Dzongs are unique mountain fortresses found throughout Bhutan. Originally they were meant to act as protective measures against invading armies, such as the Tibetans in the 17th century. However, now they act primarily as administrative centers and accommodate monk bodies. They are also the locations used for annual festivals such as Tshechus (Masked Festivals) and Drubchens (reenactment of Bhutan’s victory over Tibetan invaders).
The Punakha Dzong is the 2nd largest Dzong in the country (biggest being Trongsa) and viewed by many locals as the most picturesque. Found at the confluence of Pho Chhu (river) and Mo Chhu this ionic image dominates the landscape, which is otherwise dotted with small homesteads, pine forests, and the foothills of the Himalayas.
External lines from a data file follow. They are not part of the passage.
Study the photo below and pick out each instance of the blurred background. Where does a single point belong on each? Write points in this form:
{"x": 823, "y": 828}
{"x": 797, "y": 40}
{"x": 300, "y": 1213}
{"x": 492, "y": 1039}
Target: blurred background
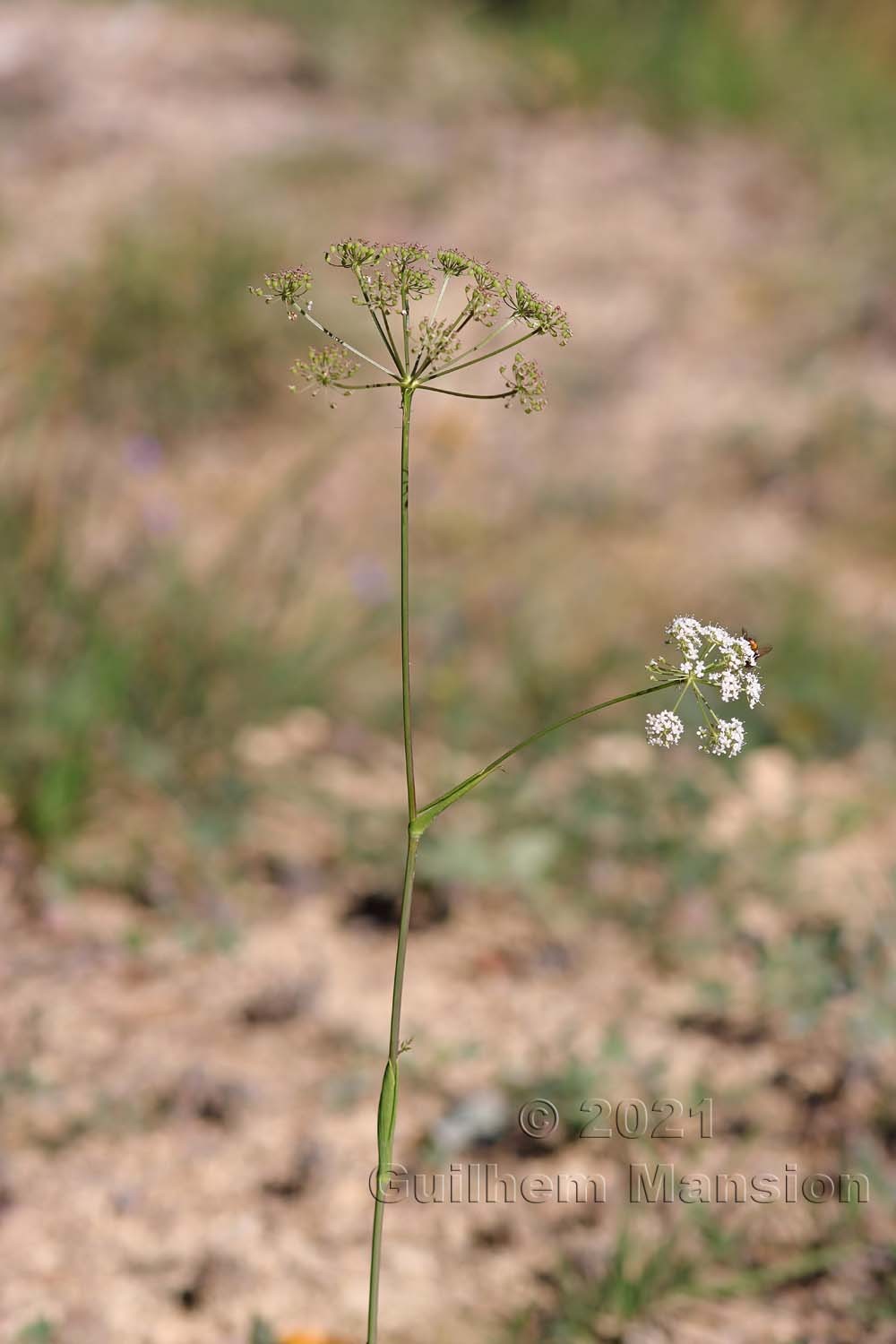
{"x": 201, "y": 774}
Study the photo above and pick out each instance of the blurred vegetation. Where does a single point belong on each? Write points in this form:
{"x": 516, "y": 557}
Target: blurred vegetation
{"x": 818, "y": 69}
{"x": 820, "y": 72}
{"x": 144, "y": 674}
{"x": 156, "y": 331}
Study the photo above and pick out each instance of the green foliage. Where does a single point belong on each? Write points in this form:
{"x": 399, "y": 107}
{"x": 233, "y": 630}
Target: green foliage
{"x": 102, "y": 677}
{"x": 809, "y": 69}
{"x": 40, "y": 1331}
{"x": 630, "y": 1284}
{"x": 156, "y": 332}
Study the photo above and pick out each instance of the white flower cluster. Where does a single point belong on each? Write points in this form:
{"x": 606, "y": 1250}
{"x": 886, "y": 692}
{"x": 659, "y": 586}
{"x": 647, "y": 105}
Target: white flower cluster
{"x": 727, "y": 739}
{"x": 664, "y": 728}
{"x": 711, "y": 656}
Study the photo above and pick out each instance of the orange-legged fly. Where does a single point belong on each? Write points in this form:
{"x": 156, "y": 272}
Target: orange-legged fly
{"x": 758, "y": 650}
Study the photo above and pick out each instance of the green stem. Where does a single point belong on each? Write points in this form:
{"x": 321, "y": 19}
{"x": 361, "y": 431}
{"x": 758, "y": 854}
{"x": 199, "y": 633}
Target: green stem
{"x": 445, "y": 800}
{"x": 389, "y": 1094}
{"x": 478, "y": 359}
{"x": 473, "y": 397}
{"x": 343, "y": 343}
{"x": 383, "y": 328}
{"x": 408, "y": 394}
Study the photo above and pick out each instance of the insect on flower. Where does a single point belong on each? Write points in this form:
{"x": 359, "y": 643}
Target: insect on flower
{"x": 758, "y": 650}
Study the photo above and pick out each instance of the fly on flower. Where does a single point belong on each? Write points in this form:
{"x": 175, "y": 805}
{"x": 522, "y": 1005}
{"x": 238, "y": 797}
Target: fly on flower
{"x": 758, "y": 650}
{"x": 711, "y": 659}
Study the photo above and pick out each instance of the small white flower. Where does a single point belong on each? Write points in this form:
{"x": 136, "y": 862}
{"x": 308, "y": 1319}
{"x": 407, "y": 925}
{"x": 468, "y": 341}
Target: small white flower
{"x": 729, "y": 685}
{"x": 726, "y": 738}
{"x": 754, "y": 690}
{"x": 664, "y": 728}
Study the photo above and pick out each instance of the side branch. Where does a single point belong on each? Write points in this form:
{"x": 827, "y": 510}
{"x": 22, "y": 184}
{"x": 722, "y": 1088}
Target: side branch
{"x": 445, "y": 800}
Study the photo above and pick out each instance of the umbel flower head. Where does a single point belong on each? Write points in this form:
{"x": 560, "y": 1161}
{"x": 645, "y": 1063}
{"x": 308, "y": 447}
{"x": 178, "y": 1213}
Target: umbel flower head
{"x": 711, "y": 658}
{"x": 470, "y": 314}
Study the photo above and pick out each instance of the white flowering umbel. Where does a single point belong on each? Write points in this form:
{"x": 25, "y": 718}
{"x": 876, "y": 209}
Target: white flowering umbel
{"x": 470, "y": 314}
{"x": 711, "y": 658}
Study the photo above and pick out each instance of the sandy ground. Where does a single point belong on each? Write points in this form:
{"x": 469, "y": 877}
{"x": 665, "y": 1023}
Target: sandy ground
{"x": 171, "y": 1167}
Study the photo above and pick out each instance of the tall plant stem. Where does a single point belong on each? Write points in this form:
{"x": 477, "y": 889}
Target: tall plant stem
{"x": 389, "y": 1094}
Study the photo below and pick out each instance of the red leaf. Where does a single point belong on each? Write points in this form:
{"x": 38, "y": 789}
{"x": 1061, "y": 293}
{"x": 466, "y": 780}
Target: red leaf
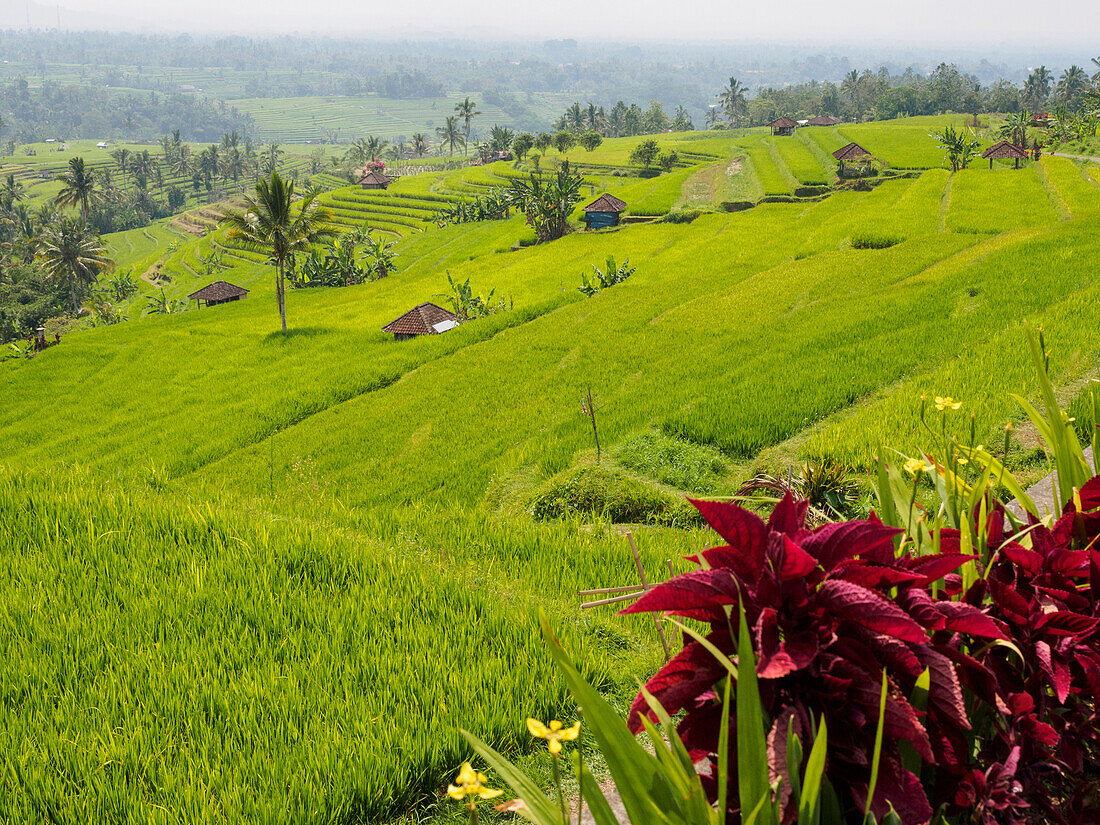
{"x": 836, "y": 542}
{"x": 741, "y": 529}
{"x": 796, "y": 561}
{"x": 870, "y": 609}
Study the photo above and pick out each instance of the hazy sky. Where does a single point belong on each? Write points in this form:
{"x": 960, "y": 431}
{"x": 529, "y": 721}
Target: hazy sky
{"x": 985, "y": 24}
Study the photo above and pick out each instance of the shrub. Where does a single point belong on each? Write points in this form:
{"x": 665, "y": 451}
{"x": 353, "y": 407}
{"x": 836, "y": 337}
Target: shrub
{"x": 602, "y": 493}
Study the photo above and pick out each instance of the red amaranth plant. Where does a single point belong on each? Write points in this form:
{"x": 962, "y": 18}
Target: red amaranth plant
{"x": 835, "y": 607}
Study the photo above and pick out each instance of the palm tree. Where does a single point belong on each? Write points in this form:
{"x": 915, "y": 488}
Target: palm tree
{"x": 1015, "y": 128}
{"x": 734, "y": 100}
{"x": 271, "y": 226}
{"x": 450, "y": 134}
{"x": 78, "y": 187}
{"x": 466, "y": 110}
{"x": 74, "y": 255}
{"x": 1071, "y": 86}
{"x": 374, "y": 146}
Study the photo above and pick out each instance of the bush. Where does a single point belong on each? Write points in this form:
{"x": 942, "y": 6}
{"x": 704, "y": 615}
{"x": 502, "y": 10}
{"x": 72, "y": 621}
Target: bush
{"x": 598, "y": 492}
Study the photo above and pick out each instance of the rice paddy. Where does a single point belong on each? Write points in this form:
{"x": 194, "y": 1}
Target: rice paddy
{"x": 263, "y": 576}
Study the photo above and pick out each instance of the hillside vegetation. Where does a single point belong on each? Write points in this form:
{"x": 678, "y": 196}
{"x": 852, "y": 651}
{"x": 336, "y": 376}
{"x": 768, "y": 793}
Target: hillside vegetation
{"x": 321, "y": 551}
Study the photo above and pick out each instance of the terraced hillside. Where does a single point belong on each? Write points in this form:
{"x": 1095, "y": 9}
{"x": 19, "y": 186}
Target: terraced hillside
{"x": 319, "y": 552}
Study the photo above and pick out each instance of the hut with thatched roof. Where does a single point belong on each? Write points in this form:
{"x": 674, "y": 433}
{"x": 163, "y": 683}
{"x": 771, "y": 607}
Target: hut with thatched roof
{"x": 604, "y": 211}
{"x": 853, "y": 161}
{"x": 375, "y": 179}
{"x": 425, "y": 319}
{"x": 1004, "y": 151}
{"x": 219, "y": 292}
{"x": 782, "y": 127}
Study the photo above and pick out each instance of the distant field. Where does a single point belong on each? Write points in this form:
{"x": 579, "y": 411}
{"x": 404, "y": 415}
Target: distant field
{"x": 350, "y": 118}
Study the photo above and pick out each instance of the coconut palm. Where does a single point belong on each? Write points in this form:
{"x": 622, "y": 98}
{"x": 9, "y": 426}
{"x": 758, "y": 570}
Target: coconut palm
{"x": 374, "y": 146}
{"x": 270, "y": 224}
{"x": 734, "y": 100}
{"x": 1071, "y": 87}
{"x": 1015, "y": 128}
{"x": 78, "y": 187}
{"x": 466, "y": 110}
{"x": 450, "y": 134}
{"x": 73, "y": 255}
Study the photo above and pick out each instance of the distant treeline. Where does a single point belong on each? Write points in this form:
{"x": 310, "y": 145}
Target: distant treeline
{"x": 880, "y": 95}
{"x": 80, "y": 110}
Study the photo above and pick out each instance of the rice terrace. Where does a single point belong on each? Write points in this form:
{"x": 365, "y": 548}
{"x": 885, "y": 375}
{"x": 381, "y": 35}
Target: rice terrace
{"x": 397, "y": 430}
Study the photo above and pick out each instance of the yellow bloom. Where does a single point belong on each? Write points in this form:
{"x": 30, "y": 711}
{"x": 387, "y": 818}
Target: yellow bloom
{"x": 470, "y": 783}
{"x": 554, "y": 734}
{"x": 915, "y": 466}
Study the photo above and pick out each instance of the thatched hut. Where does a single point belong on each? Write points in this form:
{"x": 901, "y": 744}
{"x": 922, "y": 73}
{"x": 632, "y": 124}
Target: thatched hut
{"x": 1004, "y": 151}
{"x": 219, "y": 292}
{"x": 782, "y": 127}
{"x": 375, "y": 179}
{"x": 604, "y": 211}
{"x": 426, "y": 319}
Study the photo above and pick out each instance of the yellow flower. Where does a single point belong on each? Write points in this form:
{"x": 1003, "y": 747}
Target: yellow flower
{"x": 554, "y": 734}
{"x": 470, "y": 783}
{"x": 915, "y": 466}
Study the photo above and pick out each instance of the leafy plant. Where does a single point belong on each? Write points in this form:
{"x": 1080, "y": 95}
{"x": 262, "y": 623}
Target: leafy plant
{"x": 613, "y": 275}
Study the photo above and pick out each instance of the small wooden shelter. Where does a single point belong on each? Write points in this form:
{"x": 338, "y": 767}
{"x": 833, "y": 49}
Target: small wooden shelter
{"x": 219, "y": 292}
{"x": 426, "y": 319}
{"x": 375, "y": 179}
{"x": 783, "y": 127}
{"x": 604, "y": 211}
{"x": 851, "y": 158}
{"x": 1004, "y": 151}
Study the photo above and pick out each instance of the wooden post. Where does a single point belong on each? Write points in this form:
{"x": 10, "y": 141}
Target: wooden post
{"x": 645, "y": 583}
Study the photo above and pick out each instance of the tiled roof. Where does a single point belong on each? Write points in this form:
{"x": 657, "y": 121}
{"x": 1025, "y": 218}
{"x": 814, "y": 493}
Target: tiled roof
{"x": 421, "y": 320}
{"x": 851, "y": 152}
{"x": 1004, "y": 150}
{"x": 219, "y": 290}
{"x": 375, "y": 177}
{"x": 606, "y": 204}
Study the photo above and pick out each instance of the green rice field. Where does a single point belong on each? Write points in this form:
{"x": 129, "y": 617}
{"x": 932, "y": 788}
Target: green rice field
{"x": 265, "y": 578}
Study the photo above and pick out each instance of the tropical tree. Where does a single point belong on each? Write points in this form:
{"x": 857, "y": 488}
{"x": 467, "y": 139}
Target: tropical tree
{"x": 272, "y": 224}
{"x": 466, "y": 110}
{"x": 734, "y": 100}
{"x": 450, "y": 134}
{"x": 959, "y": 147}
{"x": 73, "y": 256}
{"x": 547, "y": 202}
{"x": 78, "y": 188}
{"x": 646, "y": 153}
{"x": 378, "y": 255}
{"x": 523, "y": 144}
{"x": 1015, "y": 128}
{"x": 1071, "y": 87}
{"x": 564, "y": 141}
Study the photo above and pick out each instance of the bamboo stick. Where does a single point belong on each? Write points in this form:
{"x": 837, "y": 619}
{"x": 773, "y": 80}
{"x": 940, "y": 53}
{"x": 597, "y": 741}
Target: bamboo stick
{"x": 645, "y": 583}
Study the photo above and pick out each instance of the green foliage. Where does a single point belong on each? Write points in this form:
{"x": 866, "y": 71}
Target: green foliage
{"x": 646, "y": 153}
{"x": 600, "y": 279}
{"x": 674, "y": 462}
{"x": 602, "y": 493}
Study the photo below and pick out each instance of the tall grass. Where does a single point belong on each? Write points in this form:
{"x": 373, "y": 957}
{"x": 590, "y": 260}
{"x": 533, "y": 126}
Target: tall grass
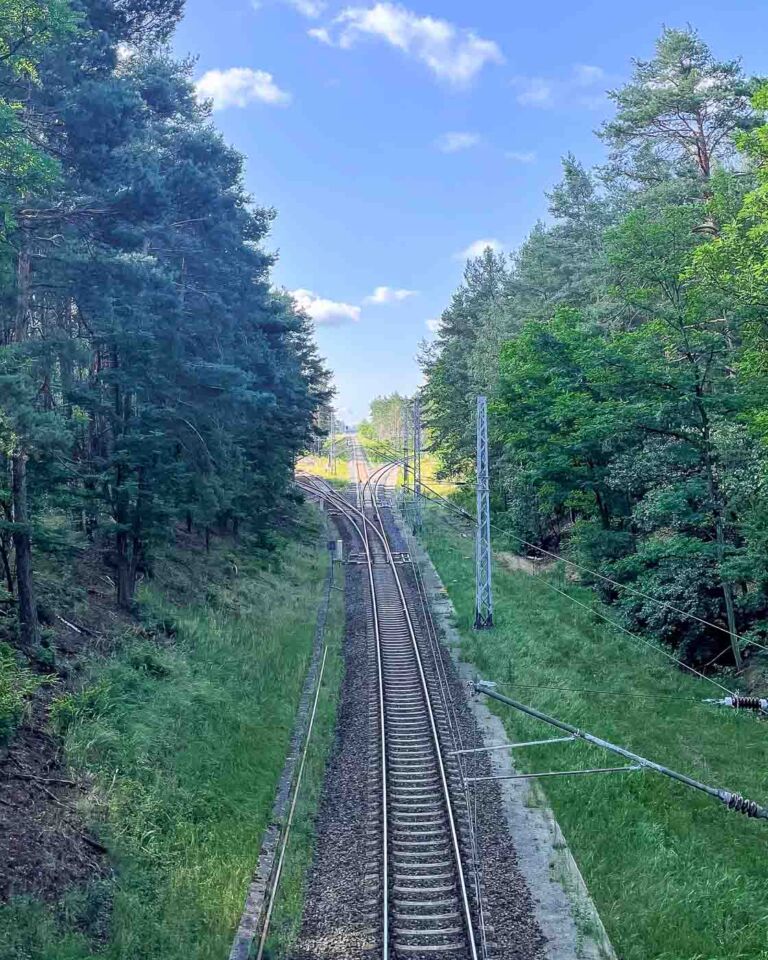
{"x": 675, "y": 876}
{"x": 184, "y": 744}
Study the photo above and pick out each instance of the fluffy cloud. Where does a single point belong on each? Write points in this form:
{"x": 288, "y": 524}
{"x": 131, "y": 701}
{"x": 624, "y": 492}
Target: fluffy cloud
{"x": 581, "y": 88}
{"x": 322, "y": 34}
{"x": 457, "y": 140}
{"x": 453, "y": 54}
{"x": 477, "y": 249}
{"x": 312, "y": 9}
{"x": 389, "y": 295}
{"x": 239, "y": 86}
{"x": 332, "y": 313}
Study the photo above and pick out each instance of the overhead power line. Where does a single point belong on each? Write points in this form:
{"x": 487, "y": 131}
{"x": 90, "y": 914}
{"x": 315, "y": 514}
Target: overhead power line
{"x": 733, "y": 801}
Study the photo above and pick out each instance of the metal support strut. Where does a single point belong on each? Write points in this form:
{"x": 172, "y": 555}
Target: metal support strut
{"x": 734, "y": 801}
{"x": 483, "y": 594}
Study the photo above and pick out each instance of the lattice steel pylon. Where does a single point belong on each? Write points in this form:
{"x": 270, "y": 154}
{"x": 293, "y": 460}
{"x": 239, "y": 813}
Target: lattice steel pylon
{"x": 406, "y": 425}
{"x": 483, "y": 591}
{"x": 416, "y": 465}
{"x": 332, "y": 448}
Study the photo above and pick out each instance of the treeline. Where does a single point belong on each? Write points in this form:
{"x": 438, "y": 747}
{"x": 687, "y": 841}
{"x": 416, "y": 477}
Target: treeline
{"x": 149, "y": 374}
{"x": 624, "y": 351}
{"x": 386, "y": 420}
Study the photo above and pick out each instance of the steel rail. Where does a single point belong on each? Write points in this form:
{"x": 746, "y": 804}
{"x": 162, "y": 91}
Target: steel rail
{"x": 428, "y": 703}
{"x": 330, "y": 494}
{"x": 346, "y": 508}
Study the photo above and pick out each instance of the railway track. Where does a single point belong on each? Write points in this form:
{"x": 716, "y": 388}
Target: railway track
{"x": 421, "y": 881}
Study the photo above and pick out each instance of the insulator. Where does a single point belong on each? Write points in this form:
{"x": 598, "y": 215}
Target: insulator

My family and I have had the opportunity to visit the Punakha valley a number of times, with much to explore we have enjoyed the hospitality of the locals, set up camp on the riverside, walked the longest suspension bridge in the country, river rafted the Mo Chhu, and enjoyed the silence the valley has to offer. In fact, I’m surprised to see such a massive structure and to see it accompanied by such quietness. Driving through the valley for the first time and seeing the Dzong in the distance, I expected to see a busyness associated with such large structures in other countries. But when I arrived, the rural nature of the valley hit me. Some peace and quiet that is hard to find in Thimphu, or even a college campus of 1,000 students (Royal Thimphu College).